Come, Let us Return to the Lord
I. Come recognizing the nature of your sin
II. Come with a penitent heart
III. Come, assured of God’s healing, restoring love.
When you read chapter 4, you get a terrible sense of how foul Israel had become. I don’t want to spend our time this morning painting that ugly picture. But what we do need to take note of is the Lord’s response. Just before our text he pictures himself like a lion coming to tear his prey to pieces. Then he says here, I will go back to my place until they admit their guilt.
The Lord tells his people something important here. The pain, the trouble you are suffering at the hands of your enemies is not just about your enemies. It’s about me. I added that trouble to your sin. I sent it, he tells them.

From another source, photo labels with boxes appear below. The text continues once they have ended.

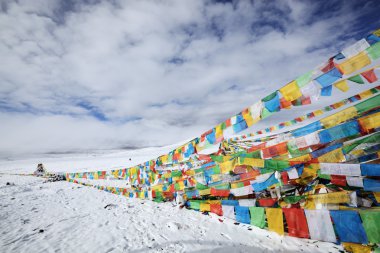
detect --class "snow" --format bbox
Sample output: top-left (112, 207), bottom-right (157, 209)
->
top-left (0, 149), bottom-right (342, 252)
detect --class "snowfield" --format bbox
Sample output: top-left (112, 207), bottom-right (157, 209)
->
top-left (0, 151), bottom-right (342, 253)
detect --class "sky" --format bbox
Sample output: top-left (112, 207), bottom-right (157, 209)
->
top-left (0, 0), bottom-right (380, 156)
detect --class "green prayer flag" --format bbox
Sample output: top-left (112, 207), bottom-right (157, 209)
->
top-left (261, 107), bottom-right (273, 119)
top-left (296, 71), bottom-right (313, 88)
top-left (171, 170), bottom-right (182, 177)
top-left (212, 165), bottom-right (220, 174)
top-left (195, 183), bottom-right (208, 190)
top-left (249, 206), bottom-right (265, 228)
top-left (359, 211), bottom-right (380, 243)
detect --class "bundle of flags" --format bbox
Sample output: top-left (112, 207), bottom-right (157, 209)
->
top-left (66, 30), bottom-right (380, 252)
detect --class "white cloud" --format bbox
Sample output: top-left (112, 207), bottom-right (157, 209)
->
top-left (0, 0), bottom-right (378, 156)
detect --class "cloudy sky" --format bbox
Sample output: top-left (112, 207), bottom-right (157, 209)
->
top-left (0, 0), bottom-right (380, 155)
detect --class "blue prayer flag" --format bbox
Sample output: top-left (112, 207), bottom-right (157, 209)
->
top-left (330, 210), bottom-right (368, 244)
top-left (235, 206), bottom-right (251, 224)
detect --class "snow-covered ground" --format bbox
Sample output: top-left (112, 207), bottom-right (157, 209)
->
top-left (0, 147), bottom-right (342, 253)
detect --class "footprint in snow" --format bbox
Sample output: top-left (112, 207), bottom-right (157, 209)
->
top-left (104, 204), bottom-right (118, 210)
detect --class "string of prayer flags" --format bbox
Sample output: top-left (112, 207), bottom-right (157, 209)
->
top-left (330, 210), bottom-right (368, 244)
top-left (305, 209), bottom-right (336, 243)
top-left (66, 30), bottom-right (380, 251)
top-left (279, 81), bottom-right (302, 101)
top-left (282, 208), bottom-right (309, 238)
top-left (359, 210), bottom-right (380, 243)
top-left (235, 206), bottom-right (251, 224)
top-left (249, 207), bottom-right (265, 228)
top-left (265, 208), bottom-right (284, 235)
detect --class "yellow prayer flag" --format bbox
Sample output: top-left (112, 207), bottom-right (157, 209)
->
top-left (342, 242), bottom-right (371, 253)
top-left (164, 171), bottom-right (172, 178)
top-left (199, 189), bottom-right (211, 196)
top-left (161, 155), bottom-right (168, 164)
top-left (334, 80), bottom-right (350, 92)
top-left (238, 157), bottom-right (264, 168)
top-left (349, 149), bottom-right (365, 156)
top-left (301, 163), bottom-right (319, 179)
top-left (199, 203), bottom-right (210, 212)
top-left (318, 148), bottom-right (346, 163)
top-left (338, 52), bottom-right (371, 75)
top-left (208, 200), bottom-right (222, 205)
top-left (320, 107), bottom-right (358, 128)
top-left (359, 112), bottom-right (380, 132)
top-left (265, 208), bottom-right (284, 235)
top-left (279, 81), bottom-right (302, 101)
top-left (215, 124), bottom-right (223, 139)
top-left (307, 192), bottom-right (350, 204)
top-left (289, 154), bottom-right (311, 163)
top-left (177, 181), bottom-right (185, 191)
top-left (303, 199), bottom-right (316, 210)
top-left (219, 159), bottom-right (235, 174)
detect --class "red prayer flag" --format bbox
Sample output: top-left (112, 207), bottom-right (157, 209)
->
top-left (259, 199), bottom-right (277, 207)
top-left (210, 204), bottom-right (223, 216)
top-left (282, 208), bottom-right (309, 238)
top-left (225, 119), bottom-right (231, 127)
top-left (210, 188), bottom-right (230, 197)
top-left (281, 171), bottom-right (289, 185)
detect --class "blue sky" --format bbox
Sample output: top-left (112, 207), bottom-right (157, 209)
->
top-left (0, 0), bottom-right (380, 154)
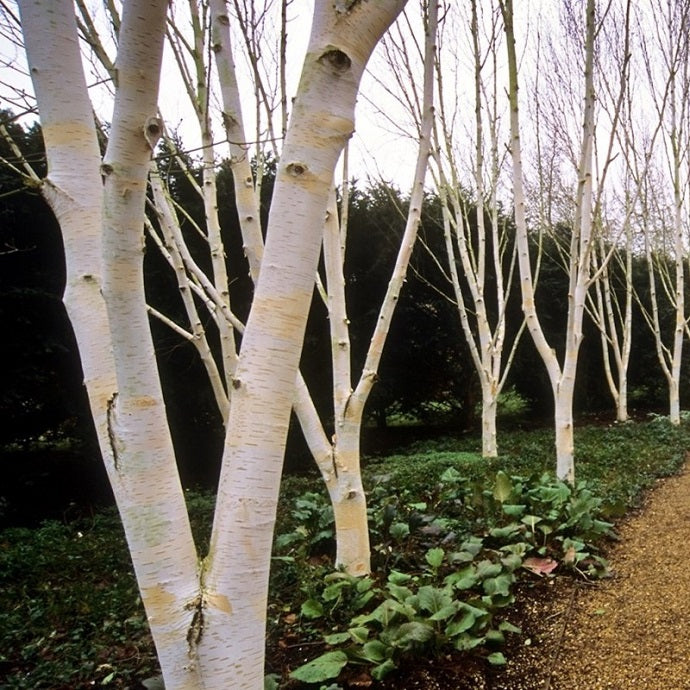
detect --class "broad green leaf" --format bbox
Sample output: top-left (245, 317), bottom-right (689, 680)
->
top-left (501, 553), bottom-right (522, 572)
top-left (440, 467), bottom-right (462, 484)
top-left (388, 522), bottom-right (410, 541)
top-left (486, 652), bottom-right (506, 666)
top-left (418, 585), bottom-right (452, 613)
top-left (290, 651), bottom-right (347, 683)
top-left (391, 621), bottom-right (434, 647)
top-left (371, 599), bottom-right (414, 628)
top-left (521, 515), bottom-right (541, 532)
top-left (455, 633), bottom-right (484, 652)
top-left (443, 567), bottom-right (478, 591)
top-left (494, 470), bottom-right (513, 503)
top-left (460, 537), bottom-right (484, 556)
top-left (503, 503), bottom-right (527, 517)
top-left (388, 570), bottom-right (412, 585)
top-left (362, 640), bottom-right (390, 664)
top-left (446, 611), bottom-right (477, 637)
top-left (498, 621), bottom-right (522, 635)
top-left (486, 630), bottom-right (506, 644)
top-left (429, 601), bottom-right (460, 621)
top-left (300, 599), bottom-right (323, 619)
top-left (323, 633), bottom-right (350, 647)
top-left (448, 551), bottom-right (474, 565)
top-left (386, 582), bottom-right (412, 602)
top-left (355, 577), bottom-right (374, 593)
top-left (371, 659), bottom-right (396, 680)
top-left (424, 548), bottom-right (446, 568)
top-left (482, 574), bottom-right (514, 597)
top-left (477, 560), bottom-right (503, 580)
top-left (489, 522), bottom-right (524, 539)
top-left (347, 628), bottom-right (369, 645)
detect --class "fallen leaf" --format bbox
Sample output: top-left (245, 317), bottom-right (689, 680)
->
top-left (522, 556), bottom-right (558, 577)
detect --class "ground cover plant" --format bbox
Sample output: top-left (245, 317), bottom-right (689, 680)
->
top-left (0, 418), bottom-right (690, 689)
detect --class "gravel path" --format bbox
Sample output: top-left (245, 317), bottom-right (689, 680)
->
top-left (489, 456), bottom-right (690, 690)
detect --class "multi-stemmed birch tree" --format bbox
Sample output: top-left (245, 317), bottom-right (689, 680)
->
top-left (434, 0), bottom-right (522, 457)
top-left (501, 0), bottom-right (598, 482)
top-left (20, 0), bottom-right (404, 690)
top-left (626, 1), bottom-right (690, 424)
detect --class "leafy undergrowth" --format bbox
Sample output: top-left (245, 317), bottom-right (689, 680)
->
top-left (0, 418), bottom-right (690, 690)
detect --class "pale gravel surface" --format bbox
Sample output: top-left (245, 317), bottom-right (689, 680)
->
top-left (489, 456), bottom-right (690, 690)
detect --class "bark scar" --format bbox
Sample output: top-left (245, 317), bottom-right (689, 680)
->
top-left (106, 391), bottom-right (120, 470)
top-left (186, 594), bottom-right (204, 657)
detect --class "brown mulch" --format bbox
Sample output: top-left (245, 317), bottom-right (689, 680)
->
top-left (486, 456), bottom-right (690, 690)
top-left (280, 460), bottom-right (690, 690)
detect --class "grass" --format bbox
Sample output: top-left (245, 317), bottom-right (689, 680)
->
top-left (0, 418), bottom-right (690, 690)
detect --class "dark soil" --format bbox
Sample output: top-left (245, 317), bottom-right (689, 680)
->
top-left (272, 465), bottom-right (690, 690)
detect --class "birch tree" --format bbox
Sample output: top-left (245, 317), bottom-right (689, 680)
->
top-left (501, 0), bottom-right (597, 483)
top-left (629, 0), bottom-right (690, 424)
top-left (434, 0), bottom-right (522, 457)
top-left (20, 0), bottom-right (404, 689)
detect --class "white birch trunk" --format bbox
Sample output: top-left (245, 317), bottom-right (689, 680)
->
top-left (199, 0), bottom-right (404, 690)
top-left (502, 0), bottom-right (596, 483)
top-left (101, 0), bottom-right (204, 690)
top-left (22, 2), bottom-right (203, 690)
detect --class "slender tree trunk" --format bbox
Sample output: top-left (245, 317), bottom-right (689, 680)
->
top-left (199, 0), bottom-right (404, 690)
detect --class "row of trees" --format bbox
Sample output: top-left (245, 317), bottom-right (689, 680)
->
top-left (4, 0), bottom-right (689, 688)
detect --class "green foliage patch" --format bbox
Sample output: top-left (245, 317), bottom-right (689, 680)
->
top-left (0, 417), bottom-right (690, 690)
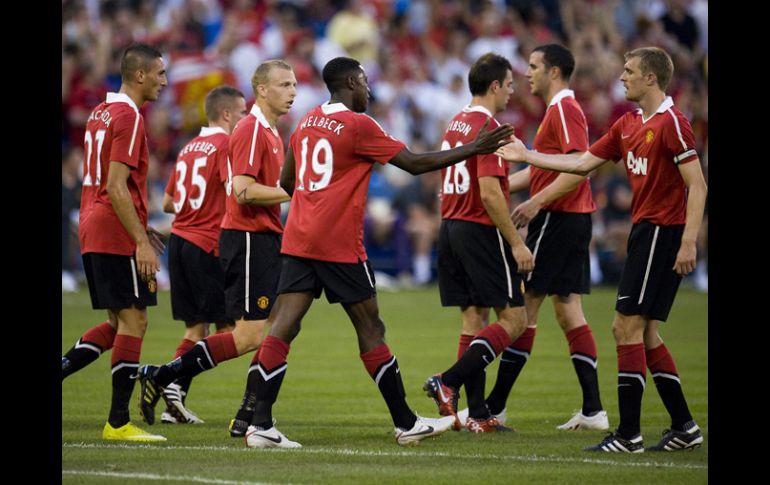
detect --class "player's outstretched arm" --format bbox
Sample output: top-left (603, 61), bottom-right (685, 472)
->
top-left (390, 120), bottom-right (513, 175)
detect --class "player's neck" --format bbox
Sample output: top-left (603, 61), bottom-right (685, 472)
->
top-left (256, 99), bottom-right (281, 130)
top-left (543, 81), bottom-right (569, 106)
top-left (118, 84), bottom-right (145, 108)
top-left (639, 89), bottom-right (666, 119)
top-left (464, 96), bottom-right (497, 116)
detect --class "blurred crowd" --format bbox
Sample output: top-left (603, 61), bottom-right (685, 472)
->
top-left (61, 0), bottom-right (708, 291)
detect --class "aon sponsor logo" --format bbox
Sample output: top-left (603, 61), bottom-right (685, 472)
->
top-left (626, 152), bottom-right (647, 175)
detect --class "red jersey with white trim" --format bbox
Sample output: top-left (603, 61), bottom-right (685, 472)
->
top-left (281, 103), bottom-right (405, 263)
top-left (588, 97), bottom-right (698, 226)
top-left (166, 127), bottom-right (230, 256)
top-left (529, 89), bottom-right (596, 214)
top-left (441, 105), bottom-right (510, 226)
top-left (78, 93), bottom-right (150, 256)
top-left (222, 103), bottom-right (284, 234)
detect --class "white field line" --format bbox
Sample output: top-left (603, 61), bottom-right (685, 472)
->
top-left (61, 470), bottom-right (288, 485)
top-left (62, 442), bottom-right (708, 470)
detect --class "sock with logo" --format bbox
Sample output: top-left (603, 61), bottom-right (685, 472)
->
top-left (441, 322), bottom-right (511, 389)
top-left (566, 325), bottom-right (602, 416)
top-left (646, 344), bottom-right (692, 431)
top-left (61, 321), bottom-right (115, 380)
top-left (249, 335), bottom-right (289, 429)
top-left (108, 334), bottom-right (142, 428)
top-left (150, 332), bottom-right (238, 387)
top-left (487, 327), bottom-right (537, 414)
top-left (617, 343), bottom-right (647, 440)
top-left (360, 344), bottom-right (417, 430)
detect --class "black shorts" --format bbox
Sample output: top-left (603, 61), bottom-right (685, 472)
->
top-left (524, 211), bottom-right (591, 296)
top-left (168, 234), bottom-right (233, 323)
top-left (219, 229), bottom-right (281, 320)
top-left (83, 253), bottom-right (158, 310)
top-left (278, 254), bottom-right (377, 303)
top-left (615, 221), bottom-right (684, 322)
top-left (438, 219), bottom-right (524, 308)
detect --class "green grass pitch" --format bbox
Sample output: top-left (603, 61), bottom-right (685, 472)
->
top-left (62, 287), bottom-right (709, 485)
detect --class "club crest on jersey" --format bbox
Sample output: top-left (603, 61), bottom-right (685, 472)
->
top-left (257, 296), bottom-right (270, 310)
top-left (644, 130), bottom-right (655, 143)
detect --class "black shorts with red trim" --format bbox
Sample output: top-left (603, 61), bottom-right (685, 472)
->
top-left (278, 254), bottom-right (377, 303)
top-left (438, 219), bottom-right (524, 308)
top-left (83, 253), bottom-right (158, 310)
top-left (219, 229), bottom-right (281, 320)
top-left (524, 211), bottom-right (591, 296)
top-left (615, 221), bottom-right (684, 322)
top-left (168, 234), bottom-right (233, 323)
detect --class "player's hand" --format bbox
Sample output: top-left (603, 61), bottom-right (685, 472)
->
top-left (673, 241), bottom-right (697, 276)
top-left (495, 135), bottom-right (527, 162)
top-left (511, 243), bottom-right (535, 273)
top-left (136, 240), bottom-right (160, 281)
top-left (473, 118), bottom-right (513, 153)
top-left (147, 226), bottom-right (166, 256)
top-left (511, 199), bottom-right (540, 229)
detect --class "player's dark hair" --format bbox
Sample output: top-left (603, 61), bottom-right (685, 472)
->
top-left (204, 85), bottom-right (246, 121)
top-left (468, 52), bottom-right (513, 96)
top-left (321, 57), bottom-right (362, 93)
top-left (532, 44), bottom-right (575, 81)
top-left (120, 44), bottom-right (163, 81)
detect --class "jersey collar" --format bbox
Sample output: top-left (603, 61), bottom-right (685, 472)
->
top-left (548, 89), bottom-right (575, 106)
top-left (321, 101), bottom-right (350, 115)
top-left (249, 101), bottom-right (278, 136)
top-left (107, 93), bottom-right (139, 111)
top-left (463, 104), bottom-right (492, 118)
top-left (198, 126), bottom-right (227, 136)
top-left (636, 96), bottom-right (674, 123)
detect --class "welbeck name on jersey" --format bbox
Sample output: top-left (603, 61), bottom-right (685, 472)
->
top-left (88, 109), bottom-right (112, 126)
top-left (179, 141), bottom-right (217, 157)
top-left (299, 116), bottom-right (345, 136)
top-left (446, 121), bottom-right (472, 136)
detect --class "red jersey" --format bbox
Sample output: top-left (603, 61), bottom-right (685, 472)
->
top-left (79, 93), bottom-right (150, 256)
top-left (222, 103), bottom-right (283, 234)
top-left (281, 103), bottom-right (405, 263)
top-left (441, 105), bottom-right (510, 226)
top-left (529, 89), bottom-right (596, 214)
top-left (588, 96), bottom-right (698, 226)
top-left (166, 127), bottom-right (230, 256)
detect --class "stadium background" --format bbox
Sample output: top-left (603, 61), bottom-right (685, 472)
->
top-left (61, 0), bottom-right (708, 291)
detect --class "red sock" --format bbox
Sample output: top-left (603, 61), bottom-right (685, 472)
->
top-left (457, 334), bottom-right (474, 360)
top-left (110, 334), bottom-right (142, 368)
top-left (257, 335), bottom-right (290, 372)
top-left (174, 339), bottom-right (195, 359)
top-left (645, 344), bottom-right (679, 376)
top-left (617, 343), bottom-right (647, 377)
top-left (510, 327), bottom-right (537, 354)
top-left (474, 322), bottom-right (511, 356)
top-left (566, 325), bottom-right (596, 361)
top-left (360, 344), bottom-right (393, 379)
top-left (81, 322), bottom-right (116, 352)
top-left (206, 332), bottom-right (238, 365)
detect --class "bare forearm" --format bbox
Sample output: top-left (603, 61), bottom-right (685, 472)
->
top-left (532, 173), bottom-right (586, 207)
top-left (525, 150), bottom-right (594, 175)
top-left (682, 184), bottom-right (707, 243)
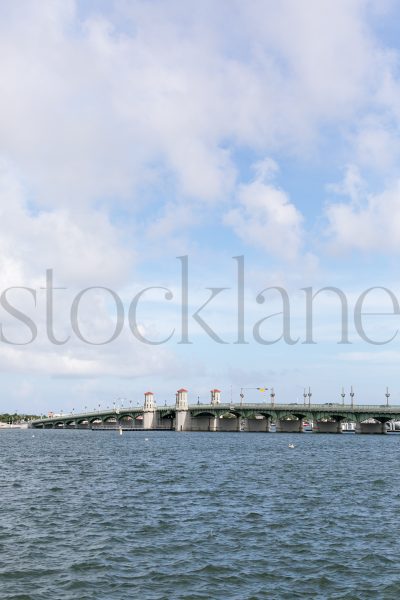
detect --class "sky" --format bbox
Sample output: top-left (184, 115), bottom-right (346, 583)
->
top-left (0, 0), bottom-right (400, 414)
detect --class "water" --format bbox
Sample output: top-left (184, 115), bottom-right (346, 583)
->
top-left (0, 430), bottom-right (400, 600)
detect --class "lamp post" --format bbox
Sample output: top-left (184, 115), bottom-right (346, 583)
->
top-left (385, 388), bottom-right (390, 408)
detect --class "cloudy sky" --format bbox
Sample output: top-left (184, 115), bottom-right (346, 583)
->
top-left (0, 0), bottom-right (400, 412)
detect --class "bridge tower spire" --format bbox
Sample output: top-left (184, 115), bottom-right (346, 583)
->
top-left (143, 392), bottom-right (157, 429)
top-left (175, 388), bottom-right (191, 431)
top-left (211, 389), bottom-right (221, 405)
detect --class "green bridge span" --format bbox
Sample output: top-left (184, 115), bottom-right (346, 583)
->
top-left (30, 398), bottom-right (400, 433)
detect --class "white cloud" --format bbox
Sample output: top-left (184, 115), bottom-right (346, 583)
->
top-left (0, 0), bottom-right (393, 211)
top-left (225, 162), bottom-right (303, 260)
top-left (326, 172), bottom-right (400, 253)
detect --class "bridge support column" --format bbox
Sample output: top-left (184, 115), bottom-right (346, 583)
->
top-left (276, 419), bottom-right (304, 433)
top-left (247, 419), bottom-right (269, 432)
top-left (175, 410), bottom-right (191, 431)
top-left (210, 417), bottom-right (218, 431)
top-left (143, 392), bottom-right (157, 429)
top-left (356, 423), bottom-right (386, 434)
top-left (143, 412), bottom-right (156, 429)
top-left (313, 421), bottom-right (342, 433)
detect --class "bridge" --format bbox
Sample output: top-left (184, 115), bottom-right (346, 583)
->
top-left (30, 388), bottom-right (400, 434)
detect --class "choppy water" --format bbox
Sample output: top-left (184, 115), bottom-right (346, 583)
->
top-left (0, 430), bottom-right (400, 600)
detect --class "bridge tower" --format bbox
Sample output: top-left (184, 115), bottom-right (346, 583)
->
top-left (211, 390), bottom-right (221, 405)
top-left (143, 392), bottom-right (156, 429)
top-left (175, 388), bottom-right (191, 431)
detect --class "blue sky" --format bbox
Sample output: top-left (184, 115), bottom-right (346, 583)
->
top-left (0, 0), bottom-right (400, 412)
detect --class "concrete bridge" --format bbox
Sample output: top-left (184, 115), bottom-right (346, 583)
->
top-left (30, 389), bottom-right (400, 434)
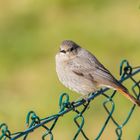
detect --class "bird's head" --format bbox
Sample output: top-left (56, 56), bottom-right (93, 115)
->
top-left (59, 40), bottom-right (80, 58)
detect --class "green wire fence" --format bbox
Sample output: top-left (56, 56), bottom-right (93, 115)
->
top-left (0, 60), bottom-right (140, 140)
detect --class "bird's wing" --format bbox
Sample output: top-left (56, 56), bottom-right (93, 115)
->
top-left (69, 52), bottom-right (117, 86)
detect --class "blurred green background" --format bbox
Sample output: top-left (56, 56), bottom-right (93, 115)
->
top-left (0, 0), bottom-right (140, 140)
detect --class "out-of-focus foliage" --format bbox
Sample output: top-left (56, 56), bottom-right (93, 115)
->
top-left (0, 0), bottom-right (140, 140)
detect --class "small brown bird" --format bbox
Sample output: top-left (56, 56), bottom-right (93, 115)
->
top-left (56, 40), bottom-right (140, 106)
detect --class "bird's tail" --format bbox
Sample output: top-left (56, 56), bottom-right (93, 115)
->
top-left (116, 83), bottom-right (140, 106)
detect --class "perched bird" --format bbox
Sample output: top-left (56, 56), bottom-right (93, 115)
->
top-left (56, 40), bottom-right (140, 106)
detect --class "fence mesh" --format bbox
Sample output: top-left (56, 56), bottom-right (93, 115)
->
top-left (0, 60), bottom-right (140, 140)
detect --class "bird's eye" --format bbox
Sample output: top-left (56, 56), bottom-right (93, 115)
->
top-left (60, 50), bottom-right (66, 53)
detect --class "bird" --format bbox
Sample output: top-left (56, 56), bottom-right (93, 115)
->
top-left (55, 40), bottom-right (140, 106)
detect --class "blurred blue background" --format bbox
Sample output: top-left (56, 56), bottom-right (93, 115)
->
top-left (0, 0), bottom-right (140, 140)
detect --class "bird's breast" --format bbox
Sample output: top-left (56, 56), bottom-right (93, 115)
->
top-left (56, 57), bottom-right (96, 95)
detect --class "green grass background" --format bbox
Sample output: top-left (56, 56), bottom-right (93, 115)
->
top-left (0, 0), bottom-right (140, 140)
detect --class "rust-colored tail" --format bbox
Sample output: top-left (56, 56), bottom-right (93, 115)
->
top-left (116, 85), bottom-right (140, 106)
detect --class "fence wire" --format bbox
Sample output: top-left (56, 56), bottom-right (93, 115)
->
top-left (0, 60), bottom-right (140, 140)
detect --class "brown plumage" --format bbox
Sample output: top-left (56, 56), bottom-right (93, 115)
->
top-left (56, 40), bottom-right (140, 106)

Think about that. Think about the sins we have brought here this morning. I think of our sins of neglect and abuse. What happens when you neglect an important person in your life. Your spouse, your child. That relationship suffers. What mushrooms can pop up in that garden? Resentment. Bitterness.
Or how about abuse? Abuse alcohol or food, what’s going to happen? You can lose your health, your license. Abuse the trust of someone in your life, that someone may want to be done with you.
That kind of thing hurts. Well here the Israelites were only thinking about those consequences of their sin. How do we get out from under them? But where are those painful consequences pointing us? Who has added them to our sin? He’s calling. He’s waiting for us to admit our guilt and come.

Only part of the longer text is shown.